In uncertain times, trust doesn’t disappear – it thins

Published March 24, 2026 in Leadership • 8 min read

Hybrid work, repeated restructurings, and constant uncertainty are eroding the emotional foundations of trust at work. Realistic optimism offers a way to rebuild connection.

Rapid read

  • Trust at work has not collapsed but thinned. Hybrid work, repeated restructurings, and constant uncertainty preserve performance while eroding the emotional foundations that sustain trust over time.
  • The breakdown lies in affective trust, not competence. Cognitive trust often survives disruption, but emotional connection weakens, making teams feel brittle despite continued delivery.
  • Rebuilding trust requires realistic optimism. Small, consistent actions by individuals and leaders – grounded in clarity, presence, and purpose – can restore connection even in constrained systems.

Something has shifted in organizations. Not dramatically, not all at once, but in the way that fatigue sets in gradually, then unmistakably.

Leaders hesitate where they once decided. Teams deliver but feel brittle underneath. People speak about pressure and restructuring and hybrid isolation, but what they are describing, in quieter moments, is something more human:

“I don’t know who or what to trust anymore.”

It is rarely said with anger. More often, it is said with exhaustion. And it is heard across industries, levels, and countries with striking consistency.

Trust has become harder to sustain.

A global decline in trust – and a rise in organizational hardness

What is heard in our coaching rooms is mirrored in global research. The 2025 Edelman Trust Barometer, which surveys 33,000 people across 28 countries, reports the steepest decline in workplace trust since 2018. Employees say they are increasingly unsure whether their leaders are honest with them, whether decisions are made transparently, and whether their contributions are valued.

At the same time, corporate restructurings have surged. In 2025, tech firms including Amazon, Microsoft, and others announced large workforce reductions amid restructuring and shifts toward automation and AI, part of a broader wave in which US employers announced around 1.17 million job cuts – the most since the pandemic. Restructuring, once the last resort, has become, as many describe it, “a managerial reflex.”

Even when no restructuring is happening, the constant possibility of it conditions behavior. People take fewer interpersonal risks. They hesitate to speak up. Many over-prepare or over-perform, driven by a quiet sense that they must keep proving their value. They interpret ambiguity negatively and protect themselves by withdrawing or becoming more transactional.

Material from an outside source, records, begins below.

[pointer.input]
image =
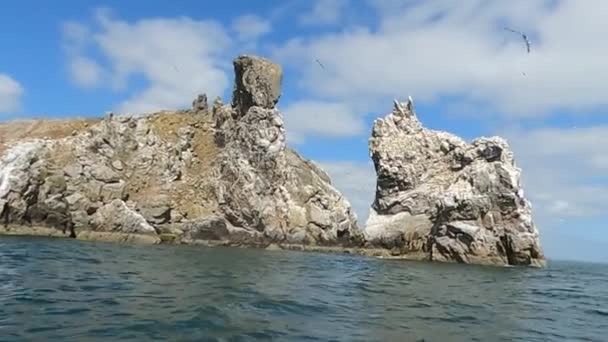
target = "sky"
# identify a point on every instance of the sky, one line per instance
(467, 75)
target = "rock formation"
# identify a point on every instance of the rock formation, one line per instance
(440, 198)
(222, 174)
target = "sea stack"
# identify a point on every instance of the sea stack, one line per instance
(440, 198)
(220, 175)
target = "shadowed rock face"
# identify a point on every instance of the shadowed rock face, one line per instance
(221, 174)
(447, 200)
(257, 83)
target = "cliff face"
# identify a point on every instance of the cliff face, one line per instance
(221, 174)
(224, 175)
(440, 198)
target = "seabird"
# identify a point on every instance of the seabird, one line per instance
(322, 66)
(524, 37)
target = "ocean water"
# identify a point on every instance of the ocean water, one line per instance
(67, 290)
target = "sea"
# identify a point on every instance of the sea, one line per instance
(67, 290)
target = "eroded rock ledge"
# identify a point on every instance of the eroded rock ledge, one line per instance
(443, 199)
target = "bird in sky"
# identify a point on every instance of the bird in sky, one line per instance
(319, 62)
(523, 36)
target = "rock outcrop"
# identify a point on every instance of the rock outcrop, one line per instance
(440, 198)
(222, 173)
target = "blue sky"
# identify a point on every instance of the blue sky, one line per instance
(83, 58)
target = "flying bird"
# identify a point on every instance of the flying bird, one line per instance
(523, 36)
(322, 66)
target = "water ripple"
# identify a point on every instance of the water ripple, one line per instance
(71, 290)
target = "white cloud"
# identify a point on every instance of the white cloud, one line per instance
(433, 48)
(85, 72)
(320, 118)
(177, 57)
(10, 94)
(250, 27)
(324, 12)
(356, 181)
(564, 171)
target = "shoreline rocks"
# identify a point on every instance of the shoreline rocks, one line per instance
(222, 175)
(448, 199)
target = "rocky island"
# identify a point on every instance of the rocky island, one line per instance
(221, 174)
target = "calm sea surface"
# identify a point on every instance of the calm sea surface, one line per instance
(66, 290)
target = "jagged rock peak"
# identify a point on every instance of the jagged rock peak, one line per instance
(445, 199)
(257, 83)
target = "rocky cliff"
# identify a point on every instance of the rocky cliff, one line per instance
(223, 175)
(220, 174)
(440, 198)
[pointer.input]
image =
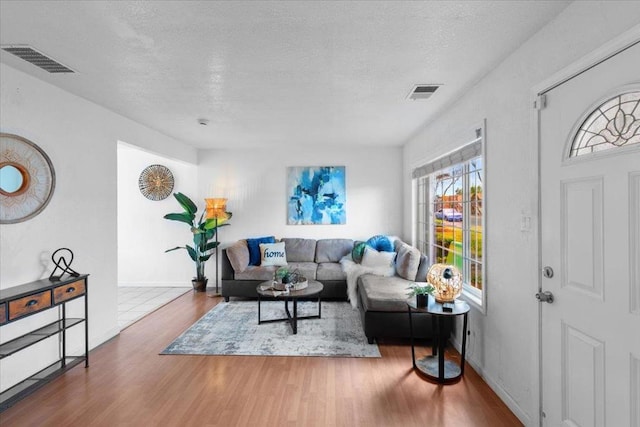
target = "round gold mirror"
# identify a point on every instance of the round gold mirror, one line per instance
(14, 179)
(27, 179)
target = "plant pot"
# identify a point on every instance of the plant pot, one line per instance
(200, 285)
(421, 300)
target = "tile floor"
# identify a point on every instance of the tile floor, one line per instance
(136, 302)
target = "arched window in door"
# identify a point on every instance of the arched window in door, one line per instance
(614, 123)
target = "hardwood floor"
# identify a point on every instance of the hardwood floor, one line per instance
(129, 384)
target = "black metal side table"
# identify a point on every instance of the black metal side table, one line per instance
(436, 366)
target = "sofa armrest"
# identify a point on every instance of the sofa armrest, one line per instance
(226, 271)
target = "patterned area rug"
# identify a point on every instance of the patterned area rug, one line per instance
(232, 329)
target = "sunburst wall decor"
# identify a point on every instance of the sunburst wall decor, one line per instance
(156, 182)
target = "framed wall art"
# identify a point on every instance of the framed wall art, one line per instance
(316, 195)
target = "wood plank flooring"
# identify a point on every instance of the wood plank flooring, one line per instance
(129, 384)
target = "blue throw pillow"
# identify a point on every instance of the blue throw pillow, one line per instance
(254, 248)
(380, 243)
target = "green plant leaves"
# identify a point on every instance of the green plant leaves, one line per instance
(182, 217)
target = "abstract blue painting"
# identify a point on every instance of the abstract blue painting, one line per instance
(316, 195)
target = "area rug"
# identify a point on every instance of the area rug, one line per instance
(232, 328)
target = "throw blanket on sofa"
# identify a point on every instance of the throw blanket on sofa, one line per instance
(354, 270)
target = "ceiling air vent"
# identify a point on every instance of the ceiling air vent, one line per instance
(422, 91)
(38, 59)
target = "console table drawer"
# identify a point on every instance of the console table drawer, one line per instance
(68, 291)
(30, 304)
(3, 313)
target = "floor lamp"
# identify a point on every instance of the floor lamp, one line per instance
(217, 209)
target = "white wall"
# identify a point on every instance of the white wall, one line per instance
(254, 182)
(80, 138)
(143, 233)
(504, 346)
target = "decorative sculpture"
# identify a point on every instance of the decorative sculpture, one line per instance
(447, 281)
(62, 264)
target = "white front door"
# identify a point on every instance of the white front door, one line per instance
(590, 225)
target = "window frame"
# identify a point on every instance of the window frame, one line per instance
(423, 212)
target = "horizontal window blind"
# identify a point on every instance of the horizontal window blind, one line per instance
(469, 151)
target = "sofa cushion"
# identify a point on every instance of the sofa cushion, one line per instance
(380, 243)
(407, 260)
(358, 251)
(254, 248)
(375, 259)
(307, 269)
(300, 250)
(238, 255)
(332, 250)
(383, 293)
(273, 254)
(330, 271)
(256, 272)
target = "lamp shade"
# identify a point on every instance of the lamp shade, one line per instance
(447, 281)
(217, 208)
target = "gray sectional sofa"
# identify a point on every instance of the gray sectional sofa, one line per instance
(381, 300)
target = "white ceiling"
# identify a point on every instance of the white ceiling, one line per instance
(272, 73)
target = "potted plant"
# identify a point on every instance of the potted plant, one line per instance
(204, 231)
(421, 293)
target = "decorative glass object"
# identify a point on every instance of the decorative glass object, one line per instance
(447, 281)
(614, 123)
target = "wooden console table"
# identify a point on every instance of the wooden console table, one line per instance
(22, 301)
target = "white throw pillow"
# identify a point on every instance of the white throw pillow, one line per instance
(273, 254)
(375, 259)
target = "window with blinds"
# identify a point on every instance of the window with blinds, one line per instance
(450, 213)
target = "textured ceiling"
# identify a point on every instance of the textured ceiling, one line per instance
(272, 73)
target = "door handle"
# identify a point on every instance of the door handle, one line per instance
(545, 297)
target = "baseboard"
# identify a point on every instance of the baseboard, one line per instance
(95, 342)
(495, 386)
(155, 284)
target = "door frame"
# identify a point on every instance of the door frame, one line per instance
(595, 57)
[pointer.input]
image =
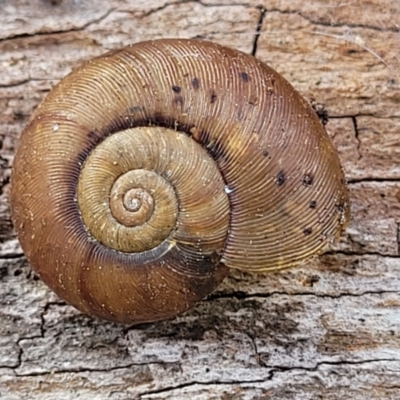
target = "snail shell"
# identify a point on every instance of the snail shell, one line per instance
(150, 171)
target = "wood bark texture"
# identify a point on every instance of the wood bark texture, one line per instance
(329, 330)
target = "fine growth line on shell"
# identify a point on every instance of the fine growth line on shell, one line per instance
(231, 168)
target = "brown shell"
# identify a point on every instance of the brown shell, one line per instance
(276, 169)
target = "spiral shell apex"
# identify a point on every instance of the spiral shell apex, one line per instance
(150, 171)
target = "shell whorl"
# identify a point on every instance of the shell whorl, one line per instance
(149, 170)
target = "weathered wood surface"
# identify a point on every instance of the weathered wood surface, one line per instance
(330, 330)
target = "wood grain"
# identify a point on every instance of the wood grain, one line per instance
(329, 330)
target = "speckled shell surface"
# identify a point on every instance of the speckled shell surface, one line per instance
(233, 160)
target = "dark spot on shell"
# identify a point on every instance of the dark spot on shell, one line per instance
(178, 100)
(244, 76)
(321, 111)
(307, 231)
(135, 109)
(340, 207)
(94, 137)
(195, 83)
(280, 178)
(308, 179)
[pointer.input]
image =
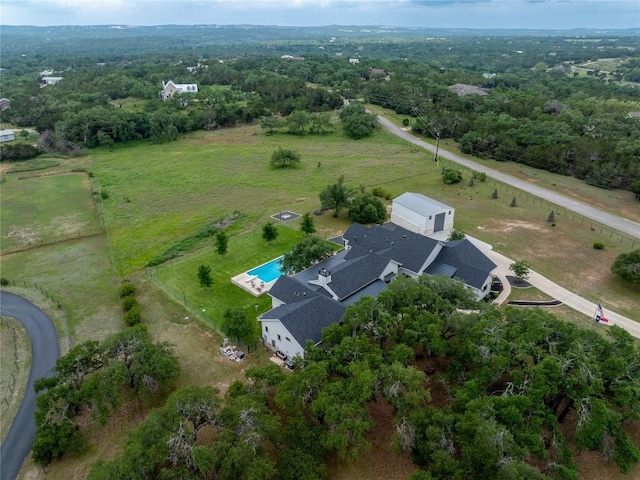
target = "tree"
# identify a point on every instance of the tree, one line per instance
(627, 266)
(283, 158)
(306, 253)
(204, 276)
(236, 324)
(356, 122)
(222, 242)
(520, 269)
(269, 232)
(367, 208)
(307, 226)
(336, 196)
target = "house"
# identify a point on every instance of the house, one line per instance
(304, 304)
(7, 136)
(421, 214)
(462, 89)
(51, 80)
(169, 89)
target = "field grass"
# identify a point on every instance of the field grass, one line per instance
(247, 250)
(41, 209)
(15, 363)
(78, 274)
(174, 189)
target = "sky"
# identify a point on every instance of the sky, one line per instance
(527, 14)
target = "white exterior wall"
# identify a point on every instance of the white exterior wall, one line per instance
(285, 344)
(418, 222)
(410, 220)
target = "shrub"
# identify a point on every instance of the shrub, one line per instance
(129, 302)
(133, 316)
(127, 289)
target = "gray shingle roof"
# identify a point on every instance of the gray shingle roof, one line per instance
(407, 248)
(306, 318)
(471, 265)
(420, 203)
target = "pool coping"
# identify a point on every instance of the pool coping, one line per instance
(251, 283)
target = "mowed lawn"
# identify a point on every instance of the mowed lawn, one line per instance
(246, 251)
(161, 193)
(45, 209)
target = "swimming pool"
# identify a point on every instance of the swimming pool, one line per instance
(269, 271)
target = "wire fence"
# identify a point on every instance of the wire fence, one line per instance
(198, 311)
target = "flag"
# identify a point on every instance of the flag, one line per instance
(599, 315)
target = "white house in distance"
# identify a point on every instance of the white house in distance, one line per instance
(7, 136)
(169, 89)
(421, 214)
(304, 304)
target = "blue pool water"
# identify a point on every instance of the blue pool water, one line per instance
(269, 271)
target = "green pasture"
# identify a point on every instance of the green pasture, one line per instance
(44, 209)
(246, 251)
(159, 194)
(79, 276)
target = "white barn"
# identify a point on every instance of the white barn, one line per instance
(7, 136)
(421, 214)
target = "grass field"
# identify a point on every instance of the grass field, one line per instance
(78, 274)
(45, 209)
(228, 170)
(15, 363)
(248, 250)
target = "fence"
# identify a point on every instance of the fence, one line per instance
(52, 298)
(504, 188)
(197, 311)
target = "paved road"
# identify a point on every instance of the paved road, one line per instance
(615, 222)
(44, 351)
(560, 293)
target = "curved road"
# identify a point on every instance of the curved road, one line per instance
(44, 352)
(620, 224)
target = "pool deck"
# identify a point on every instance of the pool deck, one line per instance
(252, 284)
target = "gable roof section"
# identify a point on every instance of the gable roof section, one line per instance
(409, 249)
(355, 274)
(421, 204)
(470, 264)
(289, 290)
(306, 318)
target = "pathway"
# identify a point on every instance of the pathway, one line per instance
(615, 222)
(44, 354)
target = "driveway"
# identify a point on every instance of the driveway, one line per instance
(44, 353)
(620, 224)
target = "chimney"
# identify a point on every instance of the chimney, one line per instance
(324, 277)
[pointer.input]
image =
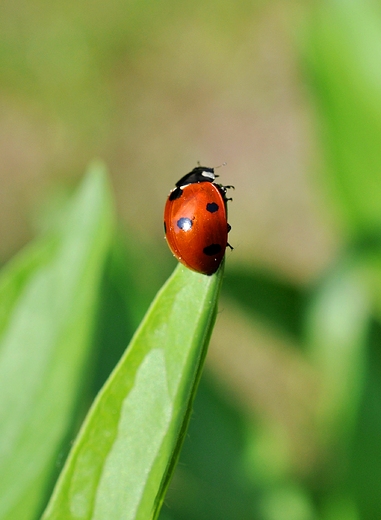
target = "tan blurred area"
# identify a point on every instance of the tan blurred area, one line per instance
(151, 92)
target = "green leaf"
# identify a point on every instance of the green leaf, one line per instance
(47, 301)
(343, 42)
(264, 295)
(337, 331)
(124, 456)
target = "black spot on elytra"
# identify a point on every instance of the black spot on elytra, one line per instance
(212, 249)
(184, 223)
(175, 194)
(212, 207)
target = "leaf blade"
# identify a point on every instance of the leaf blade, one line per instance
(141, 414)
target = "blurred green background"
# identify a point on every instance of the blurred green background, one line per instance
(287, 422)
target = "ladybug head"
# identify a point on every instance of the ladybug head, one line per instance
(198, 174)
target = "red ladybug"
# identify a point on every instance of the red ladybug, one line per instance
(195, 220)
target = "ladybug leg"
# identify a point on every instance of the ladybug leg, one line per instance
(228, 245)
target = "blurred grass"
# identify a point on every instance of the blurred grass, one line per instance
(153, 86)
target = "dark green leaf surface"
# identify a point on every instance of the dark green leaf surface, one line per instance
(121, 463)
(47, 301)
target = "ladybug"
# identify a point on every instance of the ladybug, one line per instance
(195, 220)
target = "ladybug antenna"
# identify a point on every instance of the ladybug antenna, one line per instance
(220, 165)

This isn’t a failure of character. It’s what happens when people spend too long in systems that feel unstable.

Young Asia businesswoman using laptop talk to colleague about pl
“While cognitive trust is largely independent of whether work is virtual or in-person, affective trust is significantly harder to build and sustain in remote and hybrid settings.”

Why trust feels different now

Hybrid work has brought flexibility, but it has also removed the invisible threads that used to help trust regenerate naturally: the hallway check-in, the spontaneous reassurance, the small confirmations of goodwill that pass between people when they share physical space.

Without those touchpoints, assumptions fill the void. Under stress, they often tend to take a negative turn.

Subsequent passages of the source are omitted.